One of the very best things about the book, actually, is “The Author’s Apology for His Book.” The following lines have become famous, and rightly so:

“Well, when I had thus put mine ends together,
I shewed them others, that I might see whether
They would condemn them, or them justify:
And some said, Let them live; some, Let them die;
Some said, JOHN, print it; others said, Not so;
Some said, It might do good; others said, No.”

This, I think, shows a very healthy level of self-awareness and skepticism. It very much endears the man to me, and makes him feel approachable, as a neighbor to a neighbor. This spirit made the book readable.

Did he ever? There is none of it in The Screwtape Letters nor The Chronicles of Narnia.

I LOVE the second and third Perelandra books, especially the very esoteric THAT HIDEOUS STRENGTH (probably the most Charles Williams influenced thing CSL ever wrote). I’ve never done more that skim Out of the Silent Planet.

Love Narnia, especially Lion, Magician’s Nephew & Last Battle.

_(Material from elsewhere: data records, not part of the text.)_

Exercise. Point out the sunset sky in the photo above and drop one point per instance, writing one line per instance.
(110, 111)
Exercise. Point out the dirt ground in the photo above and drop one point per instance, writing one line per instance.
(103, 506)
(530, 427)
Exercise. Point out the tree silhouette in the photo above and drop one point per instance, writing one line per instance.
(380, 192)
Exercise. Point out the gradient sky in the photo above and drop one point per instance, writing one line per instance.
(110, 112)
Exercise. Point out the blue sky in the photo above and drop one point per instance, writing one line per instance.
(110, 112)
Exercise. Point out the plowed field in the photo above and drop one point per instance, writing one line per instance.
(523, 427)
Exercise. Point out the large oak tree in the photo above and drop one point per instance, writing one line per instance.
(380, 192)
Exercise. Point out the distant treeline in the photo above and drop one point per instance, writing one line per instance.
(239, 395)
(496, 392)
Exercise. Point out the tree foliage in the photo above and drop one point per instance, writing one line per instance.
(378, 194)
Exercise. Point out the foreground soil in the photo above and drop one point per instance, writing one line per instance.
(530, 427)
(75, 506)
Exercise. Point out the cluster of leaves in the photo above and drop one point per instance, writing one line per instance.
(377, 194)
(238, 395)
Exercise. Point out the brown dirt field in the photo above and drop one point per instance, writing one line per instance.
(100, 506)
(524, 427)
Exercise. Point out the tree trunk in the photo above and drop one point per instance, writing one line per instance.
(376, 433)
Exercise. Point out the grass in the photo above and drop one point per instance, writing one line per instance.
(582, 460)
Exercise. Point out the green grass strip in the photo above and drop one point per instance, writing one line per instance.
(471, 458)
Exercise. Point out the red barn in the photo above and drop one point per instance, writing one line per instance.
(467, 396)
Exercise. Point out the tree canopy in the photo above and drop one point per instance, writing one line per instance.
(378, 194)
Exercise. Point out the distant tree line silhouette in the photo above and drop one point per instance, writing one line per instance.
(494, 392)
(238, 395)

I highly recommend Till We Have Faces.

I’ve never read Cordwainer Smith. One of my favorite theologians, James B. Jordan, highly recommends him.

Screwtape, no… But Narnia has some subtlety, and even a little elegance. (My opinion, anyway…)

Interesting! If I do make the effort, I’ll have to read all three. But I’ll remember what you said here.

The recent movies were also pretty darned good, and quite faithful to the books.

I’ve read that’n. Also The Great Divorce. Not really happy with either. Here, his subtlety failed him.

Let me repeat my warning: much of it is damn tough sledding. One collection of his short stories was titled “You Will Never Be The Same.” That was true; the books definitely wrought a change in my young mind and soul. Some of his stories still make me cringe. But the overall vision is haunting and brilliant. He deals with timeless, universal themes. And, at the heart of it all, his insight is love.

The story “The Dead Lady of Clown Town” is at once the most horrible – and the most Christian. He alludes to the crucifixion by a re-telling of the burning of Joan of Arc, and that is allegorized by the setting in his own universe. The spirit of the sacrifice is the same: someone going to their death, out of love for all humanity.